Say we define
naivemean l = sum l / fromIntegral (length l)
It has a couple of serious limitations. First, the definition does not cover lists of Int
:
*Main> naivemean ([1] :: [Int])
<interactive>:1:0:
No instance for (Fractional Int)
arising from a use of `naivemean' at <interactive>:1:0-21
Possible fix: add an instance declaration for (Fractional Int)
In the expression: naivemean ([1] :: [Int])
In the definition of `it': it = naivemean ([1] :: [Int])
Second, it blows the stack for large lists:
*Main> naivemean [1..1000000]
*** Exception: stack overflow
Also, it makes two passes, one for sum
and one for length
, over the list when a single pass will do.

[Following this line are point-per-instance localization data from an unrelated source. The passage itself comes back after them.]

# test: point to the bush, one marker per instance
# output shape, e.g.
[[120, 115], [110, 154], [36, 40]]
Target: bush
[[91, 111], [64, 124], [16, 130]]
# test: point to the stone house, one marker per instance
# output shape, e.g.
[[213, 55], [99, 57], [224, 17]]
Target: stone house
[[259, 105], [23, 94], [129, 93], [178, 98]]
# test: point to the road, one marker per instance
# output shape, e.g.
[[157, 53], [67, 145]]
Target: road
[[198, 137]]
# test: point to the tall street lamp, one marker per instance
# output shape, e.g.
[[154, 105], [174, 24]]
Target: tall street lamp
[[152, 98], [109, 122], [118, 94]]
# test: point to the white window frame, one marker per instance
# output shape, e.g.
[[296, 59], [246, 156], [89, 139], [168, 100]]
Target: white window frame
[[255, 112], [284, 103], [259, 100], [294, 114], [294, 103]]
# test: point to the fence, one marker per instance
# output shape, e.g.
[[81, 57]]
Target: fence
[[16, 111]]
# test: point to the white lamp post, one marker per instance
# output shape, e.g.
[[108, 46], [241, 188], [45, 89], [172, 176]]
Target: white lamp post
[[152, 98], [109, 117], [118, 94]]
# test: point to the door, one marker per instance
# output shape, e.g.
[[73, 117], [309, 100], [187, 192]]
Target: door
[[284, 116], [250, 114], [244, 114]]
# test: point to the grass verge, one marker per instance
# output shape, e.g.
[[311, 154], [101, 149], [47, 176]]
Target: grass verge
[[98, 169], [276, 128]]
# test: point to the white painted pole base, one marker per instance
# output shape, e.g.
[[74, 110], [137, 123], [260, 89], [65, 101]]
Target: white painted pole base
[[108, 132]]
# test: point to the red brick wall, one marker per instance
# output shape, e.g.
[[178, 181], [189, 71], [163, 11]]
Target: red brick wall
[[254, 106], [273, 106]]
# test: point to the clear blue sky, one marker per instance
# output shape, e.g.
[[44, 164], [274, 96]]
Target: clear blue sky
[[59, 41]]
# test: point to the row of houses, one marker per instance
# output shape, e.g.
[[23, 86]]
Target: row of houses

We can correct all three problems with
{-# LANGUAGE BangPatterns #-}
mean :: (Real a, Fractional b) => [a] -> b
mean = go (toRational 0) 0
where
go !s !l [] = fromRational s / fromIntegral l
go s l (x:xs) = go (s+.x) (l+1) xs
s +. x = s + toRational x
Bang patterns force strict evaluation of the marked parameters. Without the bangs, the code above will also blow the stack when given a long list, but for a different reason: lazy evaluation of l
for example generates a long unevaluated chain of the form
0 + 1 + 1 + 1 + 1 + 1 + 1 + 1 + 1 + ...
In this case, lazy evaluation is creating more work in the form of allocating all the suspended computations than it would be to simply increment the counter on every iteration.
As a beginner, fromRational
and toRational
are probably confusing too. Consider the type of the division function:
*Main> :t (/)
(/) :: (Fractional a) => a -> a -> a
That means division is defined for any two values of the same type that is an instance of Fractional. Int
is not one of those types:
*Main> (1::Int) / (2::Int)
<interactive>:1:0:
No instance for (Fractional Int)
arising from a use of `/' at <interactive>:1:0-18
Possible fix: add an instance declaration for (Fractional Int)
In the expression: (1 :: Int) / (2 :: Int)
In the definition of `it': it = (1 :: Int) / (2 :: Int)
One definition of mean
ought to cover all of [Int]
, [Float]
, and [Double]
but without the rational bits (and without the type annotation), the type inferred for mean
is
*Main> :t mean
mean :: [Double] -> Double
because of the division by the length of the list.
It turns out that Int
, Float
, and Double
are instances of the typeclass Real
,and any Real
may be converted to Rational
*Main> :t toRational
toRational :: (Real a) => a -> Rational
and Rational
may be converted to Fractional
:
*Main> :t fromRational
fromRational :: (Fractional a) => Rational -> a
Finally, for large lists, there's also a chance that we could overflow a machine double, but Rational
gives us arbitrary precision.
If you have a background in languages such as C or Java that promote types automatically to handle these cases, you'll find this particular inflexibility of Haskell's type system to be confusing and frustrating. I'm afraid you just have to learn to deal with it.
Having done all that, we can now
*Main> mean ([1..1000000] :: [Int])
500000.5
or
*Main> mean ([1..1000000] :: [Double])
500000.5